Re: Automatic clustering of languages

From: Francesco Brighenti
Message: 48200
Date: 2007-04-02

--- In cybalist@yahoogroups.com, "mkelkar2003" <swatimkelkar@...>
wrote:

> Agreed that Sanskrit coding is not that good.

No, it's the sources for the lexical materials these Slovenians
researchers have used that are flawed, with this preventing them to
achieve any significant results by means of their "automatic
clustering" game. The key passage in their paper is, in my opinion,
the following one:

"The data were provided from a variety of sources such as native
speakers and dictionaries. However, ***transliterations were not
checked*** [emphasis mine -- FB]. The translations were not given by
experts; hence it is quite likely that there are several
inconsistencies present both in translations and in
transliterations. Obviously the choice of a particular method of
transliteration and translation may influence the outcome."

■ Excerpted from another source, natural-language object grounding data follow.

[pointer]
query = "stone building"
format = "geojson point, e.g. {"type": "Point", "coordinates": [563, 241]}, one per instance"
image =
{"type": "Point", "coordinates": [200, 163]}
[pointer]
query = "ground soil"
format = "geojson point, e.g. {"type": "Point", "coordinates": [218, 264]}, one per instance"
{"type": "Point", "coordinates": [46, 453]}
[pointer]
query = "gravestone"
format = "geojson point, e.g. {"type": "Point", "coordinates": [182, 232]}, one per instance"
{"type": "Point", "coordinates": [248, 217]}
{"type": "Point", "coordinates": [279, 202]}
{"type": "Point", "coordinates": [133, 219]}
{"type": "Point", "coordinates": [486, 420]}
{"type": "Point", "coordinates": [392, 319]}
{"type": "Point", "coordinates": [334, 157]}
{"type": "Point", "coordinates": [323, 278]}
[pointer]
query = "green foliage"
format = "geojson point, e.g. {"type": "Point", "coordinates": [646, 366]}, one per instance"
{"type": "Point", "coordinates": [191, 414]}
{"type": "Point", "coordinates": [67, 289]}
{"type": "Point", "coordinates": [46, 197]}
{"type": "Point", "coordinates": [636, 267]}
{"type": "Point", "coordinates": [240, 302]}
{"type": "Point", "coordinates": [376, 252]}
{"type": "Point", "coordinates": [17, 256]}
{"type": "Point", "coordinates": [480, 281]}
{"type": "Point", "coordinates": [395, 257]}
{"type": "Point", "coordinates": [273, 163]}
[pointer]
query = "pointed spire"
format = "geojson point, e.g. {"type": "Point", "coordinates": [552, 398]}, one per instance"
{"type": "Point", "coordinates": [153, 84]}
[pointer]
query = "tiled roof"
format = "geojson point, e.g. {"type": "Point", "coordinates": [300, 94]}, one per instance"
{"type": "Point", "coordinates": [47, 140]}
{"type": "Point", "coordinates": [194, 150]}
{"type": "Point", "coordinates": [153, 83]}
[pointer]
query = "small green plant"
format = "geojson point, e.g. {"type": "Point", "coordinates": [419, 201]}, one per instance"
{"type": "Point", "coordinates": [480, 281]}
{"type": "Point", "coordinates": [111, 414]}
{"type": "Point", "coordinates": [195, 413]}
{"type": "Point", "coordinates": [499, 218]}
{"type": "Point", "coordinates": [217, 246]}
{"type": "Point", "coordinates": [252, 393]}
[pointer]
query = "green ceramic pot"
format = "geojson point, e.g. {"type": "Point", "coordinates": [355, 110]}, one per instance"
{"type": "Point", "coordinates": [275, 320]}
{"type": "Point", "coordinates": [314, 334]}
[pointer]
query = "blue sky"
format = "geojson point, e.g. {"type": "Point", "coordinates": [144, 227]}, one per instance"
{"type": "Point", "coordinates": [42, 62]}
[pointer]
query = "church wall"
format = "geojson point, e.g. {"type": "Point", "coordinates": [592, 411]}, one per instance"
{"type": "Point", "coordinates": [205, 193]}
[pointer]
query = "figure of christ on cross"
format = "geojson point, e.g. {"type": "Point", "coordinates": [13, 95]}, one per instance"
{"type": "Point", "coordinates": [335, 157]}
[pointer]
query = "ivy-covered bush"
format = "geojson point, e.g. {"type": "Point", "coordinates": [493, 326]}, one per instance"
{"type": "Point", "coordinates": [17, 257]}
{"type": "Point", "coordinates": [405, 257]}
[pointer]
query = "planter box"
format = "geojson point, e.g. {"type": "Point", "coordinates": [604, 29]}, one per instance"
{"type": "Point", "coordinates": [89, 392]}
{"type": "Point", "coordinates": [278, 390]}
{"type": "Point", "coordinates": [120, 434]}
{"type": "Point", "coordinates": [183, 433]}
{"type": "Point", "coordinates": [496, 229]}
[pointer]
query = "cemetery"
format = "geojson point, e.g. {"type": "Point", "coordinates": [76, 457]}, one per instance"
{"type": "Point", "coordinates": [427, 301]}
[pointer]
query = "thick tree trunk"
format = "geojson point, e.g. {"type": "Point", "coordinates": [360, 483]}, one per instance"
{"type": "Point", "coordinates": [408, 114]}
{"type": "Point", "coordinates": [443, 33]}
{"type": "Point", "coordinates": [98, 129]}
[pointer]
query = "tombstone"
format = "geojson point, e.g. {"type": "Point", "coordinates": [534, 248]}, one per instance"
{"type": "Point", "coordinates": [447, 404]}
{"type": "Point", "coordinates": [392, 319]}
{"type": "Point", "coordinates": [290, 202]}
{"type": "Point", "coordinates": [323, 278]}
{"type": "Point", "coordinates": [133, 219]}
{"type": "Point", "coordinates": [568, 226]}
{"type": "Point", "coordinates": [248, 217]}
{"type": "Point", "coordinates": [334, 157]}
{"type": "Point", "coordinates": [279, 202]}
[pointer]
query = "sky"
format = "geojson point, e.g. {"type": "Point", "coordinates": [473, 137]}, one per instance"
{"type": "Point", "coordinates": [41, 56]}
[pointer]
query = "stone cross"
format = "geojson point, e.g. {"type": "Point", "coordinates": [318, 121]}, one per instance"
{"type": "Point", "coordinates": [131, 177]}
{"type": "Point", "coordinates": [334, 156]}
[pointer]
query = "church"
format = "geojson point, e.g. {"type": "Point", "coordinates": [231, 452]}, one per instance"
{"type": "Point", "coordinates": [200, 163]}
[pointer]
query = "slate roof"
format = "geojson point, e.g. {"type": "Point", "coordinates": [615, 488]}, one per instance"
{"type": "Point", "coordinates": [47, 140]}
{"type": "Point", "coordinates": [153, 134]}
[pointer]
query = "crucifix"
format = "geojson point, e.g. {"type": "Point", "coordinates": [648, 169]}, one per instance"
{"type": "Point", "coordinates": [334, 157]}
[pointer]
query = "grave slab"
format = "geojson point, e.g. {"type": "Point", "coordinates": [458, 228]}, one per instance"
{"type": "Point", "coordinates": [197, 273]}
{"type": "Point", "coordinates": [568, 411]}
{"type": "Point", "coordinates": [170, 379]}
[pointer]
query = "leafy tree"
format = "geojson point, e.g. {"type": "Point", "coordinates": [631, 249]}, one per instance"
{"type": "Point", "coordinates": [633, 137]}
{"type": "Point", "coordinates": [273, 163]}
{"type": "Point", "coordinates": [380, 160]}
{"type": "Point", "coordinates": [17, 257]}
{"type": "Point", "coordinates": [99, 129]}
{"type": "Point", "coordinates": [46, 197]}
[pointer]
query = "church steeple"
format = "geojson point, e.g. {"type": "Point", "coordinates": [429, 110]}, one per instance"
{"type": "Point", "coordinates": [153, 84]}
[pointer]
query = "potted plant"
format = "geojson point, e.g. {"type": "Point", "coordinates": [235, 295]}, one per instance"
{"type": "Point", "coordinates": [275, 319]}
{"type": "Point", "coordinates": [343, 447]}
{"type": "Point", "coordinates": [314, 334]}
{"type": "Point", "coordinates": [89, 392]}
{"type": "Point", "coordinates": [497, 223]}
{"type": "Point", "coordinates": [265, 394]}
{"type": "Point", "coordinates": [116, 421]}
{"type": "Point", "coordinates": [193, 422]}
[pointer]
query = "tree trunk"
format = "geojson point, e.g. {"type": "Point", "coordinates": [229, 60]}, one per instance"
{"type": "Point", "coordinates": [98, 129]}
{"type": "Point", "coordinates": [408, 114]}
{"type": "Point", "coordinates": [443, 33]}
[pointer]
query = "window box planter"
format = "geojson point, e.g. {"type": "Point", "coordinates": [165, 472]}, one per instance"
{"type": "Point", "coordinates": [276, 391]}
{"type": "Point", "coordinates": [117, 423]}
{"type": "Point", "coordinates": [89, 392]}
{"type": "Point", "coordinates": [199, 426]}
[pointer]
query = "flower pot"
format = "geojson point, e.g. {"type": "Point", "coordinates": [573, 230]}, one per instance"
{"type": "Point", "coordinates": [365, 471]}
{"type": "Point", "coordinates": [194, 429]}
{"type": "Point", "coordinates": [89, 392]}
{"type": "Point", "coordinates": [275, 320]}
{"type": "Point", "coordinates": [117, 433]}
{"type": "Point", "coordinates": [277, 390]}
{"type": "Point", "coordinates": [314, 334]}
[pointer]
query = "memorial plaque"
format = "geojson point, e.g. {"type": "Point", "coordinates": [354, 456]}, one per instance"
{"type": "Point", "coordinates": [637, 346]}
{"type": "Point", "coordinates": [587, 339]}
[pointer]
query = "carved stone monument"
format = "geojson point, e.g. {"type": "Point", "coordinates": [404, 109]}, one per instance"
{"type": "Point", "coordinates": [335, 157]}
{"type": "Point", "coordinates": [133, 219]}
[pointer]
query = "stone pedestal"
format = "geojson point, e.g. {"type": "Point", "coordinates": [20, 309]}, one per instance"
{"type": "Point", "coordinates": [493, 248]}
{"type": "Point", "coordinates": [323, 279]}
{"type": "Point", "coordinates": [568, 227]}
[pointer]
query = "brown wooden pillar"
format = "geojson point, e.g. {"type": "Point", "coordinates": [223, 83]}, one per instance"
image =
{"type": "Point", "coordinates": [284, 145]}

Since I am not a linguist, I will confine myself to pointing out to
the members of this List the flawed transliterations and choices of
terms in languages/dialects spoken in Italy (my ow country) and
northern India (whose languages I know better than other IE
languages).

"BAD"
Bengali/Oriya <kharap>, Hindi/Rajasthani <kharab>, are Perso-Arabic
loans; why do the authors of the study regard them as native Indo-
Aryan words?

"BLACK"
Italian Venetii dialect "caif" is a nonexistent word (I am from that
part of Italy); I'd like to see the authors' source for this word!
Sanskrit <ka:la> 'black' is attested much later that <kr.s.n.a>,
which also means black; had the authors chosen the older term, they
would have seen that it nicely clusters with its Slavic cognates
such as <crn> etc.

"DRINK"
Oriya "pieeba" is a very bad spelling; the correct form should be
<piiba:> (there's a double /i/, not a long /i/ here; the spelling is
wrong because the authors' informant transliterated the second /i/
as "ee" in the English fashion!).
Sanskrit "peena" is also nonexistent; this verb is from Hindi, and
should be transliterated as <pi:na:>! Same for Rajasthani "peeno".

"EYE"
Oriya "ahkee" should be transliterated as <a:khi>!
Moreover, "aankh" is not Sanskrit, it's Hindi! (Same for "kaan",
which Hindi, not Sanskrit for 'ear'.) Couldn't these Slovenians
check a Sanskrit dictionary (even online!) before making these
attribution mistakes? And note that the Hindi forms they give for
the same meanings are transliterated , respectively, as "ankh"
and "kan" (as if they had a different vowel quantity from that of
the supposedly corresponding -- but actually wrong -- "Sanskrit"
forms! :^).

"FIVE"
Why the Italian Northern Lombardy dialectal term is spelt as "chinq"
if the corresponding Italian form is correctly spelt as <cinque>?
The /c/ is palatal in either case...

"FOOT"
Sanskrit "pea'r" is a nonexixtent word. I don't know where the
authors drew it from -- it appears to be the wrong transliteration
of some New Indo-Aryan word meaning 'foot'.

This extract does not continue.